Apples Can Be Acidic For Turtles
Some apples are more acidic than others. And if you feed the wrong kinds of apples in big volumes, it can cause acid reflux in turtles. Usually, green apples are more acidic than red ones – you might want to skip them.
In the short term, your turtle will only experience minor side effects like an upset stomach. However, if you don’t guard the apple consumption, it could lead to potential mineral bone loss and disturbed kidney functions.
Be Wary Of Choking Hazard
Turtles are greedy eaters. On top of that, they don’t have teeth and saliva to aid chewing and swallowing. So, with fruits like apples, the chances of choking hazard increase quite substantially. Make sure you only give bitesize pieces and discard the apple core.
Wow, these 6 pointers do feel like a lot! Is feeding apples worth the risks? Don’t worry!
While it’s good to be educated on a turtle’s dietary needs, Don’t let these considerations keep you from feeding your turtle apples. When given in moderation, apples are super healthy for turtles.
Make sure you watch the proportion.
I answered do turtles eat apples, but other apple parts demand a separate answer!
Let’s see what they are.
Can Turtles Eat Apple Skin?
Apples with the skin on contain 50% more phytonutrients than peeled apples. Apple peels are an excellent source of antioxidants. So, yes, your turtle can definitely eat apple skin.
However, if you are not sure if the apples you bought are organic and free of pesticides, you can peel the skin. These days, most fruits, including apples, are sprayed with insecticides and pesticides to preserve them for a long time.
To make the matter worse, apples are often polished with wax in some parts of the world to make them look shiny and aesthetic.
So, I’d again request to buy locally sourced, organic fruits whose origin can be traced!
Can Turtles Eat Apple Seeds?
Apple seeds indeed contain amygdalin, a substance that releases cyanide into the bloodstream.
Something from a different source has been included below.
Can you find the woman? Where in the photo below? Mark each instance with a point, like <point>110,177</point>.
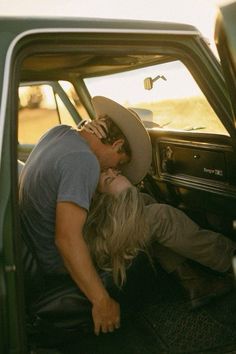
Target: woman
<point>116,229</point>
<point>120,225</point>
A human will only suffer cyanide poisoning if he consumes over 150 apple seeds. However, the effects of cyanide or apple seeds on turtles haven’t been studied yet.
We don’t really know how many apple seeds are too many for turtles. So, it’s better to be safe than sorry. Make sure to remove all the apple seeds and discard them properly before feeding your turtle apples.
Can Turtles Eat Cooked Apples?
Yes, you can give your turtle cooked apples if you’re worried they cannot swallow them. However, when cooking, the apple loses most of its vitamin C content due to heat. So, if possible. I suggest giving small pieces of raw apple.
Also, cooking apples, also known as culinary apples, contain higher amounts of citric acids that can trigger vomiting and diarrhoea. It’s better to stick to regular ones.
Frequently Asked Questions
Do Box Turtles Eat Apples?
No two turtle’s taste preferences are the same. My box turtle loves citrus fruits – apples, not so much. However, they do eat apples as well.
For box turtles, the general practice is 50% animal protein, 40% veggies, and around 10% fruits. So, yes, you can give bite-sized pieces after removing the skin once in a while.
Can Baby Turtles Eat Apples?
Yes, baby turtles can eat apples. But I’d suggest giving it even more sparsely. Maybe once a month if you really want to. Baby turtles need a diet heavily focused on animal protein to ensure proper growth.
Conclusion On Do Turtles Eat Apples?
Do turtles eat apples? Yes, they do. But the right question to ask here is, “can turtles eat apples?’. Once again, the answer is yes.
Apple is perfectly safe and healthy for turtles when given in moderation. However, they shouldn’t make up a major part of their diet every day. If overfed, turtles cannot digest the apple’s sugar and acidic content.